Seven years later, I was a second-year Ph.D. student at Northwestern University. At the end of the spring term, the grad students were allowed to invite a guest lecturer to present to the faculty. My choice was Dr. Frank McCormick, who I had worked with at Cetus Corporation (the first real biotechnology company no matter what anyone at Genentech says), where I spent four years in the Immunology & Cell Biology department. Frank, who later went on to great success as the founder of Onyx Pharmaceuticals and is now the Director of the UCSF Cancer Center, agreed to come to Chicago. And so, on a sunny June day, I met him at his hotel and took him up to the 95th Floor, the restaurant and bar atop the Hancock Building with a gorgeous view of Lake Michigan. I bought him a beer, but we didn’t gaze out at the water. On a series of cocktail napkins, Frank diagrammed the next great invention in molecular biology. I can still hear him pronounce the initials in that British accent of his: “P-C-R”. Invented at Cetus in 1983 by Kary Mullis and then perfected by Henry Erlich’s lab group, the polymerase chain reaction technique would go on to revolutionize diagnostic medicine, molecular cloning, and undoubtedly spawn the ever-growing number of forensics shows on television. Frank suggested that as soon as my candidacy exams were done, I take a couple of weeks off, go back to Cetus, and learn the technique. I took him up on his offer.
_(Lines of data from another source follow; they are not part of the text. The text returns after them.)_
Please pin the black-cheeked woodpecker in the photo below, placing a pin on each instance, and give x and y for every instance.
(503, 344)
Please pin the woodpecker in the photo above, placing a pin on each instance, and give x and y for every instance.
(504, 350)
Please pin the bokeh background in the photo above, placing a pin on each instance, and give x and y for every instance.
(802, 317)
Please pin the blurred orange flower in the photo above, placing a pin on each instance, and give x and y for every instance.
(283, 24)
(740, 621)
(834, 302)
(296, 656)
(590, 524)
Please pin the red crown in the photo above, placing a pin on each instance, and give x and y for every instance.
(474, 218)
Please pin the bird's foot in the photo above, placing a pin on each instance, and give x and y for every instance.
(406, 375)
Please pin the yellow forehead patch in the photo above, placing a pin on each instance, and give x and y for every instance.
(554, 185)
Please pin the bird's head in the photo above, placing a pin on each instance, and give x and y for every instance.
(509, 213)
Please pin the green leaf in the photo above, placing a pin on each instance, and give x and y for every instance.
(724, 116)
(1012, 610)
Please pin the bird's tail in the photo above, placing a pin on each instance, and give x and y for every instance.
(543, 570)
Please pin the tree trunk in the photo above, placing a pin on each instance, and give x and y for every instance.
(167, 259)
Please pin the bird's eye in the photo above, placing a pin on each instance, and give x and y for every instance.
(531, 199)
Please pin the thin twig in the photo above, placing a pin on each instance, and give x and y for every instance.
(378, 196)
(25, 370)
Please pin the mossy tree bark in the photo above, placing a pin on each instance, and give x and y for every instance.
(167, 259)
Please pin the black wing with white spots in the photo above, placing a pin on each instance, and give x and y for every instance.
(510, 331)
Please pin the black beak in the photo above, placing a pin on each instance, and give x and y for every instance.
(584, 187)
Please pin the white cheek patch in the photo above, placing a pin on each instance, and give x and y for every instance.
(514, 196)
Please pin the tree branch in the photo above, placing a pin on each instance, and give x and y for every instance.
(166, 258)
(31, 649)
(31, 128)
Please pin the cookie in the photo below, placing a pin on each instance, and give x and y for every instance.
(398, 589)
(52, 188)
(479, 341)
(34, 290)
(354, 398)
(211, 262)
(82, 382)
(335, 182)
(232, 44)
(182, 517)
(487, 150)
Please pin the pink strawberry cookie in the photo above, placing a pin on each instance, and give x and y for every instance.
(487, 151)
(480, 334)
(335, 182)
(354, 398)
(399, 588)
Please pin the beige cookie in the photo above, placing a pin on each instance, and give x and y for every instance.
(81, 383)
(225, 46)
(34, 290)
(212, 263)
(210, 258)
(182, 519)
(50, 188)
It was 1986. The world was coming to grips with the terror of the Human Immunodeficiency Virus. HIV was a plague, no place more so than in the gay community of the San Francisco Bay Area. A technique like PCR, that could find the HIV needle in a haystack by making the needle a billion times larger than it was, had the possibility of preventing the transmission of the virus via contaminated blood products. At Cetus, I was happy to find out that I would be working with my old colleague David Mack (who two years later went to the University of Chicago to get his PhD and later still went into venture capital, funding biotechnology companies). Although he and I looked forward to the challenge, not everyone was as happy as we were. Most of our colleagues equated working with HIV to working with dynamite. One wrong move and it was curtains! Of course we took precautions. And in a way we were fortunate; whoever had designed Cetus must have realized that the creation and manipulation of genetically engineered microorganisms had to be tightly guarded so there was no possibility of accidental release. Thus when the Emeryville facility was built out in 1978, Cetus had constructed what was affectionately known as ‘the submarine’; air locks, changing room, special hoods with contained airflow and special filters, and all surrounded, literally, by inches-thick glass. There was one way in and one way out. And that ‘sub’ is where we worked, often for 10-12 hours at a time; so many of the nucleic acid extraction-purification-detection techniques we now take for granted were still in development, requiring lots of hands-on manipulation. And PCR wasn’t that fast either! Nonetheless we ultimately prevailed, demonstrating that it was possible to detect at little as one infected white blood cell in a milliliter of blood.

And now, as I turn my thoughts to the Immunity Project, I am proud of my research with HIV in laboratories from Cetus to Oncore Analytics in Houston, Texas, to RED Laboratories in Brussels, Belgium. My procedure is always the same: This virus, like any other, is handled with the knowledge that it is infectious. HIV is rapidly killed by bleach (a 10% solution is sufficient), and plasticware or other disposable items that come in contact with the virus are disposed of in biohazardous waste drums that are later destroyed by heat (e.g., steam sterilization). It is a straightforward process. All you have to do is follow the rules.